SPETTACOLI

A "Domenica In"

Panariello e le lacrime per il padre mai conosciuto: "Non provo rancore"

Ospite di Mara Venier, il comico toscano ha anche raccontato la speranza - mai sopita - di poterlo un giorno abbracciare
giorgio panariello (archivio l unione sarda)
Giorgio Panariello (archivio L'Unione Sarda)

Grande commozione a "Domenica In" per Giorgio Panariello, che ospite di Mara Venier ha con lei ricordato il padre mai conosciuto.

"Mi sono molto emozionato, grazie Mara - ha detto Panariello visibilmente scosso - Mi avevano avvisato che venire qui da te poteva significare anche spendere qualche lacrimuccia, che non fa mai male, nella vita. Grazie".

Grande commozione anche da Mara Venier, e dopo che la conduttrice ha trasmesso alcune immagini del monologo di qualche tempo fa, dove il comico toscano si rivolgeva al padre mai conosciuto.

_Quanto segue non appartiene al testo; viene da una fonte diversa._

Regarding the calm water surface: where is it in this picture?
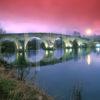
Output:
[1,48,100,100]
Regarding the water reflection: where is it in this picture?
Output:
[2,53,16,63]
[86,54,92,65]
[26,49,45,63]
[54,49,64,59]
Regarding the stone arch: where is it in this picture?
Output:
[25,37,45,50]
[54,37,65,48]
[0,38,18,51]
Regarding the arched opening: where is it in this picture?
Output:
[26,37,45,50]
[54,38,65,48]
[1,40,16,53]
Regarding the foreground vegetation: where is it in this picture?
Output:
[0,64,52,100]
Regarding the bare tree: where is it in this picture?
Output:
[0,24,6,34]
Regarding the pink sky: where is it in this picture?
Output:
[0,0,100,34]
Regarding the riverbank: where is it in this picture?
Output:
[0,63,53,100]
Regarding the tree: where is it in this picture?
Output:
[0,25,6,34]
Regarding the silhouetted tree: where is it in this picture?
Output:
[0,25,6,34]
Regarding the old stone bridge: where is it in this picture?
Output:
[0,33,90,50]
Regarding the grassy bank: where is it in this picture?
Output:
[0,64,53,100]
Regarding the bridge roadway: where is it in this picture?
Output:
[0,33,89,50]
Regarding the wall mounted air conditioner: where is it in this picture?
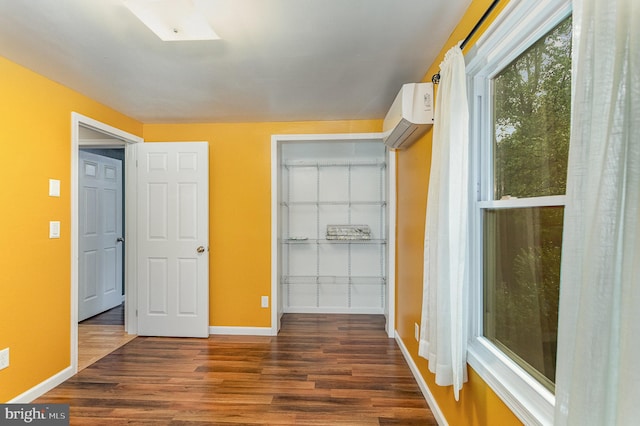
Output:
[382,83,434,149]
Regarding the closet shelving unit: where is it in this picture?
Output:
[280,159,387,313]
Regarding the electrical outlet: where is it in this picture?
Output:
[0,348,9,370]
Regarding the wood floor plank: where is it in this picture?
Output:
[34,314,436,426]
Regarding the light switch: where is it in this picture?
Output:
[49,220,60,238]
[49,179,60,197]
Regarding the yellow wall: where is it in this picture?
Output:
[143,120,382,327]
[396,0,521,426]
[0,57,142,402]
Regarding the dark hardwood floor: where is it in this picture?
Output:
[34,314,436,426]
[79,303,124,325]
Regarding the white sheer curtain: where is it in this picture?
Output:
[419,45,469,400]
[555,0,640,425]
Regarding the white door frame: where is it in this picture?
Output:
[270,133,396,338]
[70,112,144,374]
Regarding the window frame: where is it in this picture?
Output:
[466,0,572,425]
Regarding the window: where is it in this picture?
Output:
[481,17,571,390]
[467,0,571,424]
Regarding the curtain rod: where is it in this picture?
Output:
[431,0,500,84]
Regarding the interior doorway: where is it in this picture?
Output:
[71,113,142,372]
[271,133,396,337]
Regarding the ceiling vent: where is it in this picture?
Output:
[382,83,433,149]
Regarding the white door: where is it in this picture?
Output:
[78,151,123,321]
[136,142,209,337]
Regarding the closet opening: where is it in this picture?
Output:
[272,133,395,337]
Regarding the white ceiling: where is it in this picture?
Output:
[0,0,471,123]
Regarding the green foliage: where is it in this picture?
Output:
[484,18,571,389]
[494,18,571,199]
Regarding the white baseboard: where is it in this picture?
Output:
[395,330,449,426]
[8,366,74,404]
[209,326,274,336]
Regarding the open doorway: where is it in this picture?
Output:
[71,113,142,372]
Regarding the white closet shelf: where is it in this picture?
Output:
[282,275,387,286]
[282,237,387,244]
[283,160,387,169]
[280,201,387,207]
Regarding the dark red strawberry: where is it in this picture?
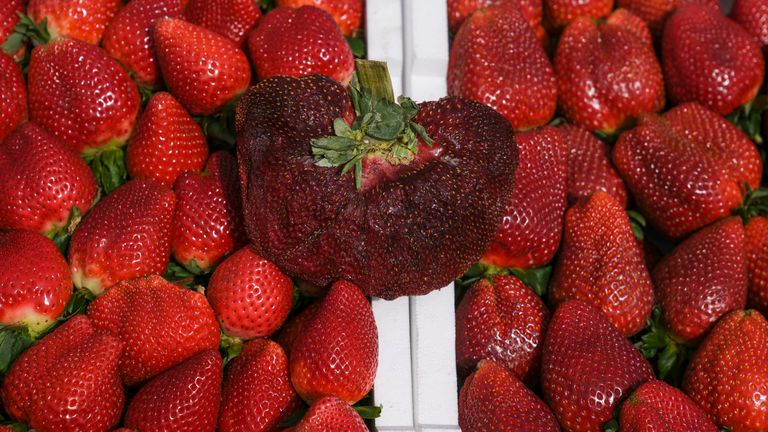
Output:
[683,310,768,432]
[541,300,654,432]
[124,349,221,432]
[613,103,762,237]
[459,360,560,432]
[481,127,568,268]
[153,18,251,115]
[2,315,125,432]
[0,122,98,236]
[248,6,355,84]
[219,339,300,432]
[88,276,219,385]
[662,4,765,115]
[448,3,557,130]
[68,179,175,295]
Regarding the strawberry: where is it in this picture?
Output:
[219,339,300,432]
[555,10,664,134]
[613,103,762,238]
[459,360,560,432]
[2,315,125,432]
[0,122,98,236]
[653,217,747,341]
[289,281,379,404]
[559,124,627,207]
[541,300,653,432]
[171,151,246,273]
[662,4,765,115]
[549,191,653,336]
[125,92,208,187]
[153,18,251,115]
[69,178,175,295]
[448,3,557,130]
[184,0,261,46]
[481,127,568,268]
[102,0,189,88]
[248,6,355,84]
[88,276,219,386]
[683,310,768,432]
[125,349,221,432]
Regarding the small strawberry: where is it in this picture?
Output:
[125,92,208,187]
[448,3,557,130]
[69,178,175,295]
[541,300,654,432]
[459,360,560,432]
[290,281,379,404]
[125,349,221,432]
[248,6,355,84]
[88,276,219,385]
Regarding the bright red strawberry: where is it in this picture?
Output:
[683,310,768,432]
[459,360,560,432]
[541,300,654,432]
[555,10,664,134]
[219,339,300,432]
[125,92,208,187]
[124,349,221,432]
[456,276,549,384]
[653,217,747,341]
[102,0,188,88]
[88,276,219,385]
[662,4,765,115]
[549,191,653,336]
[559,124,627,207]
[69,178,175,295]
[290,281,379,404]
[613,103,762,237]
[184,0,261,46]
[153,18,251,115]
[0,122,98,235]
[171,151,246,272]
[248,6,355,84]
[481,127,568,268]
[2,315,125,432]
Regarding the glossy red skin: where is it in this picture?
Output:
[448,4,557,130]
[559,124,627,207]
[88,276,219,386]
[549,191,653,336]
[541,300,654,432]
[218,339,300,432]
[289,281,379,404]
[662,4,765,115]
[554,12,664,133]
[619,381,720,432]
[68,178,176,294]
[653,217,747,341]
[102,0,188,88]
[124,349,222,432]
[613,103,763,238]
[456,276,549,384]
[125,92,208,188]
[0,122,98,234]
[248,6,355,84]
[459,360,560,432]
[153,18,251,115]
[481,126,568,268]
[683,310,768,432]
[2,315,125,432]
[206,246,293,339]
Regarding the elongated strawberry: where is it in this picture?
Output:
[219,339,300,432]
[68,178,175,295]
[448,3,557,130]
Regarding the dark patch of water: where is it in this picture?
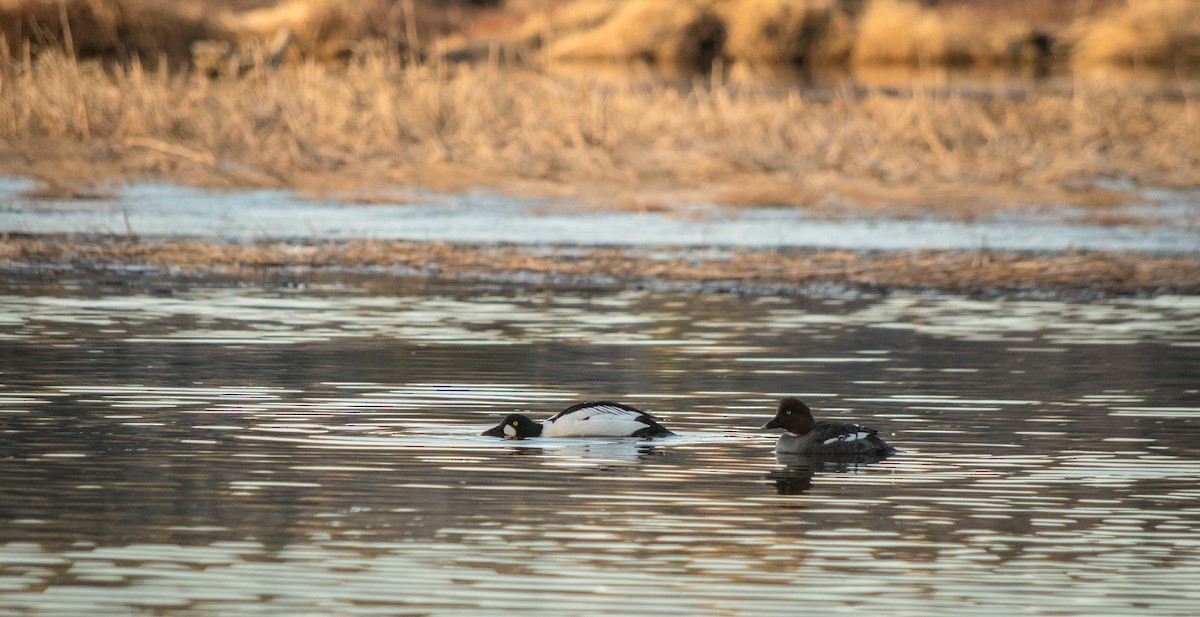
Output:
[0,280,1200,615]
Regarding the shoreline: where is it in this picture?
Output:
[0,235,1200,299]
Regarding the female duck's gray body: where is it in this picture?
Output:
[482,401,674,439]
[762,396,895,457]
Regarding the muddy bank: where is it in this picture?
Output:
[0,236,1200,296]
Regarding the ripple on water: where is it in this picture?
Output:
[0,284,1200,616]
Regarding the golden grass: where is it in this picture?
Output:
[1072,0,1200,67]
[0,45,1200,211]
[0,0,1200,74]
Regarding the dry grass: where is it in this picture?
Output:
[0,0,223,66]
[853,0,1049,66]
[1072,0,1200,67]
[0,46,1200,211]
[0,0,1200,68]
[0,238,1200,295]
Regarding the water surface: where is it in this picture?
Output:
[0,178,1200,253]
[0,275,1200,616]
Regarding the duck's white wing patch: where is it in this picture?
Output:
[541,401,649,437]
[821,431,875,445]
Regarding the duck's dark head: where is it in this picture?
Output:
[481,413,541,439]
[762,396,814,435]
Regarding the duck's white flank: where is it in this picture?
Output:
[541,405,667,437]
[821,431,875,444]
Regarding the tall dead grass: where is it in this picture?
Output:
[0,46,1200,206]
[1072,0,1200,67]
[0,0,1200,68]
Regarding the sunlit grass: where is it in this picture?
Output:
[0,43,1200,210]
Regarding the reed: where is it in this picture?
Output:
[0,44,1200,209]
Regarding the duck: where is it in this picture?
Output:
[762,396,895,459]
[481,401,674,439]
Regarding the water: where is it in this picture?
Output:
[0,178,1200,253]
[0,275,1200,616]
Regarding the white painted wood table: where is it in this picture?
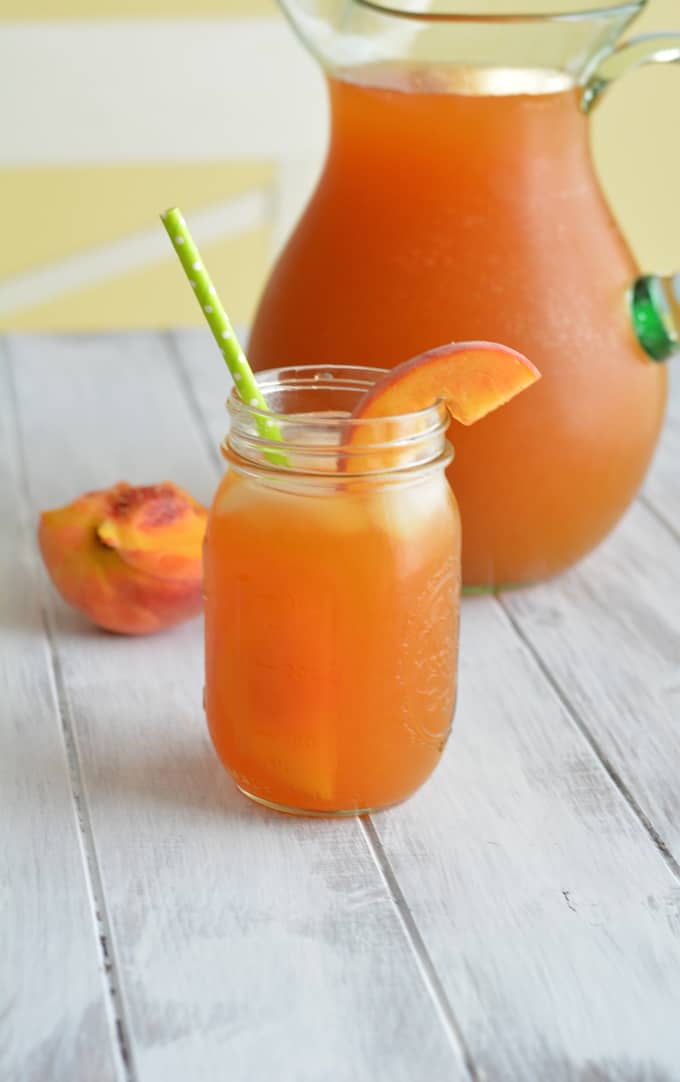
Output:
[0,333,680,1082]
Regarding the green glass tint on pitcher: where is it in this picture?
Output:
[249,0,680,589]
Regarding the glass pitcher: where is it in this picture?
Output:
[249,0,680,588]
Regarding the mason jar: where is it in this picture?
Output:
[205,366,460,816]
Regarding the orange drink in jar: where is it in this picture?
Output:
[200,366,460,815]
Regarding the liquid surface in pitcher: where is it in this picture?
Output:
[249,66,666,588]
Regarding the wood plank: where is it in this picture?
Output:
[375,598,680,1082]
[174,332,680,1082]
[0,342,125,1082]
[504,495,680,865]
[643,358,680,538]
[12,328,469,1082]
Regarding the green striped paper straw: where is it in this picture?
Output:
[160,207,289,465]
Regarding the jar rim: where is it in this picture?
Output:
[226,365,448,428]
[222,365,453,477]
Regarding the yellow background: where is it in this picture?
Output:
[0,0,680,330]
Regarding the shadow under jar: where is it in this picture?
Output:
[205,366,460,816]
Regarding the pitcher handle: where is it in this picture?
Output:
[580,30,680,113]
[580,32,680,360]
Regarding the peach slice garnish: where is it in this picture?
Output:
[352,342,540,424]
[38,481,208,635]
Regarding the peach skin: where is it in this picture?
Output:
[38,481,208,635]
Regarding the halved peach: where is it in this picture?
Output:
[352,342,540,424]
[38,481,208,635]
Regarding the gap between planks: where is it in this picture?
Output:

"Non ho mai saputo chi fosse mio padre - ha detto Panariello - vedevo mia madre solo nelle grandi occasioni, ma non ho alcun rancore. I miei nonni sono stati talmente genitori che non mi hanno mai fatto sentire la mancanza dell'affetto familiare, perché io due genitori li avevo".

Dopo aver speso parole di gratitudine e riconoscenza nei confronti dei due nonni che lo hanno cresciuto, Panariello ha poi parlato della madre: "Mia madre era una donna cui probabilmente mancavano profondità e intelligenza - ha detto l'attore, pur senza rabbia - fui dato ai nonni ad un anno e loro hanno sopperito e messo i tasselli dove mancavano. Mia nonna è stata la mia prima fan".

Quanto alla "Lettera al padre" oggetto del monologo, Panariello ha rivelato di averla scritta "perché si cresce, e certe sovrastrutture che ti fai nel tempo preferisci toglierle e pensi che sia meglio dire la verità. E dato che non si fa un soldo di danno....".

L'attore non ha nascosto di avere steso il monologo con la segreta speranza che il padre, vedendolo in tv, potesse riconoscerlo e presentarsi alla sua porta.

"Nella mia carriera - ha osservato - sono spuntati parenti come funghi, ma lui non è spuntato, quindi evidentemente non sa che sono io. Succede. Da ragazzino ne ho sofferto, i bambini sono crudeli e te lo fanno pesare, oggi una cosa del genere non accadrebbe. Io mi difendevo come potevo, e dicevo: 'Guarda che ora ti viene a prendere...'".